5. We then subtract from the overall entropy to get information gain, .918278 -.8585224 = .059754
Our information gain is .059754. What does that tell us?
Here’s an alternate explanation. We’re finding the entropy of each set post-split, weighting it by the number of items in each split, then subtracting from the current entropy. If the result is positive, we’ve lowered entropy with our split. The higher the result is, the more we’ve lowered entropy.
We end up with .059754, which means that we gain .059754 bits of information by splitting our data set on the “potato_salad?” variable/column. Our information gain is low, but it’s still positive which is because we lowered the entropy on the left side of the split.
Now we need to repeat this process for every column we are using. Instead of doing this by hand let’s write some Python code.
Now that we understand information gain, we need a way to repeat this process to find the variable/column with the largest information gain. To do this, we can create a few simple functions in Python.
Importing the Data
Let’s turn our above table into a DataFrame using the Python pandas library. We will import pandas and use the read_csv() function to make a DataFrame named “midwest”.
import pandas as pd
midwest = pd.read_csv('midwes.csv')
A Python Function for Entropy
For this function, we will need the NumPy library to use the bincount() function and the math module to use the log() function.
import numpy
import math
Next, we will define our function with one parameter. The argument given will be the series, list, or NumPy array in which we are trying to calculate the entropy.
def calc_entropy(column):
We will need to find the percentage of each case in the column. We can use the numpy.bincount() function for this. The return value is a NumPy array which will store the count of each unique value from the column that was passed as an argument.
counts = numpy.bincount(column)
We’ll store the probabilities of each unique value by dividing the “counts” array by the length of the column.

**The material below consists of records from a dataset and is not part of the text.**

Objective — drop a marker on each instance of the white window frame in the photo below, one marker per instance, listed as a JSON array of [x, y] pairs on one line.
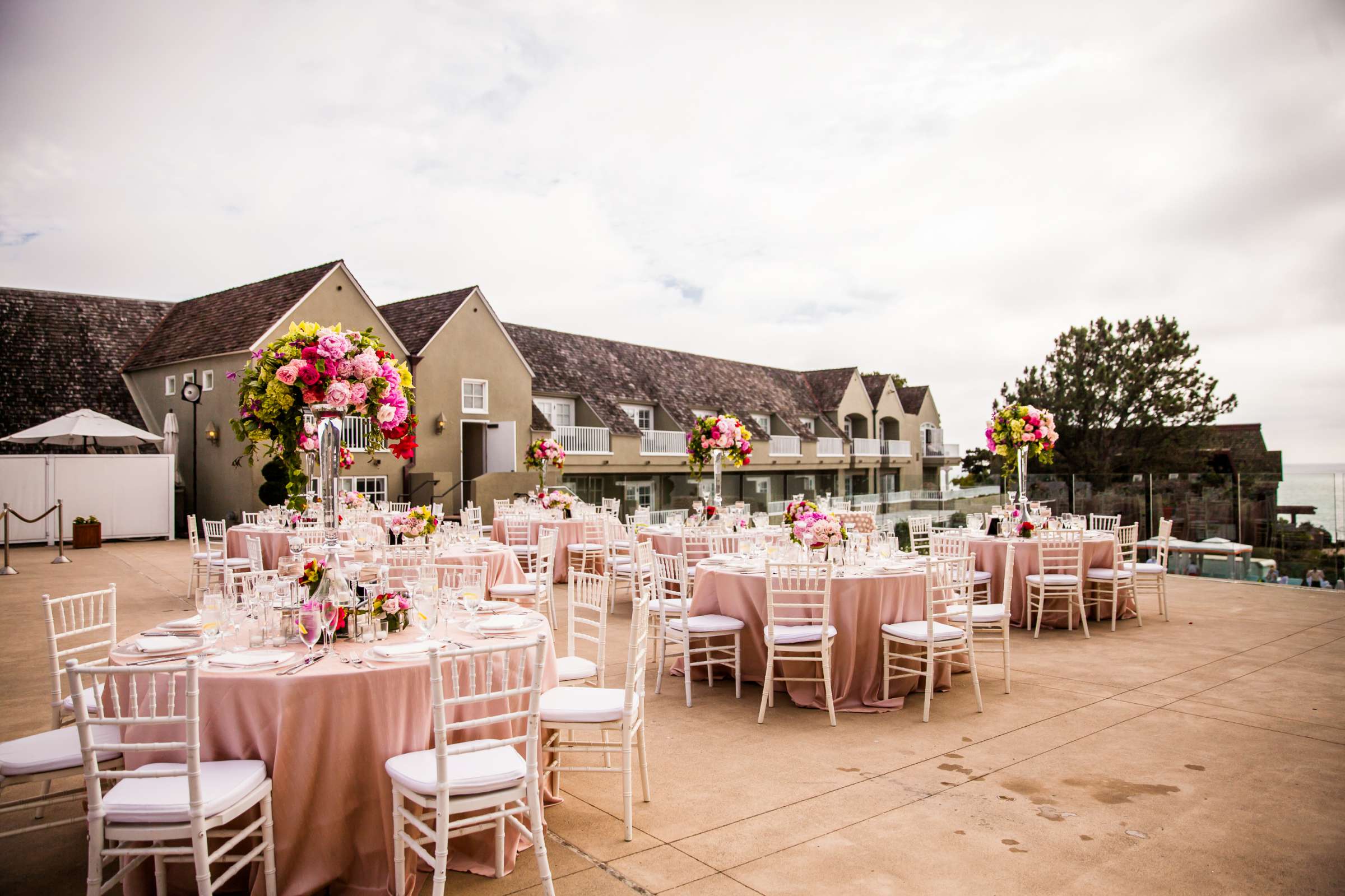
[[634, 414], [486, 396], [549, 407]]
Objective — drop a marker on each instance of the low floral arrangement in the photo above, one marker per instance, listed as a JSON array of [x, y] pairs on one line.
[[314, 365], [557, 499], [817, 529], [717, 434], [1016, 427], [415, 524], [541, 452], [393, 609]]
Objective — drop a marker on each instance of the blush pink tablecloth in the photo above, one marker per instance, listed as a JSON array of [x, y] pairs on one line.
[[860, 607], [571, 532], [990, 558], [324, 735]]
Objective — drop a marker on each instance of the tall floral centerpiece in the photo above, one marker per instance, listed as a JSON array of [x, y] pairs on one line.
[[540, 454], [327, 373], [1017, 432], [713, 439]]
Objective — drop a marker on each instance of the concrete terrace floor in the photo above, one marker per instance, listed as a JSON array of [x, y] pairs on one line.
[[1200, 755]]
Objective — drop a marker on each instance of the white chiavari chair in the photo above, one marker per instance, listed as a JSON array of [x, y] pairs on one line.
[[1111, 586], [1152, 578], [798, 626], [478, 784], [537, 592], [606, 709], [693, 634], [158, 804], [920, 531], [1101, 522], [1059, 576], [990, 619], [586, 623], [946, 593]]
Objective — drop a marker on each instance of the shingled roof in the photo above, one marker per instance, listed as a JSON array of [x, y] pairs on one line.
[[64, 351], [829, 385], [225, 322], [416, 321], [912, 397], [607, 373]]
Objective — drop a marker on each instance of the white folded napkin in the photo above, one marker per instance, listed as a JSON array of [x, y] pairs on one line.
[[162, 645], [243, 660], [401, 652]]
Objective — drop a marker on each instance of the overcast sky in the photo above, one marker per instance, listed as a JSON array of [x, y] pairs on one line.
[[931, 189]]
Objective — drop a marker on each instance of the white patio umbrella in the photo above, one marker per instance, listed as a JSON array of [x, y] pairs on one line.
[[84, 427]]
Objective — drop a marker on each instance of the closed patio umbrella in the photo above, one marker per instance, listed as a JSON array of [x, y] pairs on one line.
[[86, 428]]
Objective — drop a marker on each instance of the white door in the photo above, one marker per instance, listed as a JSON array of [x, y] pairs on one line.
[[501, 455]]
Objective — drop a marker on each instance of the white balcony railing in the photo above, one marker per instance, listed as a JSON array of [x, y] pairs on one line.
[[664, 442], [584, 440], [895, 448]]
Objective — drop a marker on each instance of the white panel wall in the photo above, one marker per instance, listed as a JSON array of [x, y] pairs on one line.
[[129, 494]]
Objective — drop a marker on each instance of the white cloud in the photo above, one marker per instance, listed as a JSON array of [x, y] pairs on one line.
[[935, 190]]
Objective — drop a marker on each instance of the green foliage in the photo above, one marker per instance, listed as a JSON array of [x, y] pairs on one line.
[[1128, 397]]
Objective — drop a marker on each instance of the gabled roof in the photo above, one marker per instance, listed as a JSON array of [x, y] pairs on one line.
[[829, 385], [225, 322], [912, 397], [606, 373], [416, 321], [64, 351]]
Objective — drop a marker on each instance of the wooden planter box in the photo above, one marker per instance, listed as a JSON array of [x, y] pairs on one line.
[[86, 536]]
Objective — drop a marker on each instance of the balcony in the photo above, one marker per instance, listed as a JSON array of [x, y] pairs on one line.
[[786, 447], [831, 448], [662, 442], [586, 440], [895, 448]]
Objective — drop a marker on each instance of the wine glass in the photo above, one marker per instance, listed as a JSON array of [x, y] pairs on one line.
[[308, 621]]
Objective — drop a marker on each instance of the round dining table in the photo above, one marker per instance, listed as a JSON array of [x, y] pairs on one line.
[[861, 603], [324, 733]]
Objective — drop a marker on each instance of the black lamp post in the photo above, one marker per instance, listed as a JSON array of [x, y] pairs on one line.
[[192, 393]]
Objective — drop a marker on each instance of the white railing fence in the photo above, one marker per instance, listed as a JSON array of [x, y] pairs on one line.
[[584, 440], [662, 442]]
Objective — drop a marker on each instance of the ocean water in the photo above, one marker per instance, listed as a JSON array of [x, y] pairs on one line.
[[1321, 486]]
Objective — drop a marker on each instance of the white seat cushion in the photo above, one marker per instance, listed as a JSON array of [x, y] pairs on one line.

probabilities = counts / len(column)
We can then initialize a variable named “entropy” and set it to 0.
entropy = 0
Next, we can use a “for loop” to loop through each probability in our probabilities array and multiply it by the logarithm base 2 of probability using the math.log() function. Then, add each case to our stored entropy variable. *be sure to check your probability is great than 0 otherwise log(0) will return undefined
for prob in probabilities:
if prob > 0:
endtropy += prob * math.log(prob,2)
Finally, we’ll return our negated entropy variable.
return -entropy
All together now:
Great! Now we can build a function to calculate information gain.
A Python Function for Information Gain
We’ll need to define a function that will have three parameters, one for the entire dataset, one for the name of the column we want to split on, and one for the name of our target column.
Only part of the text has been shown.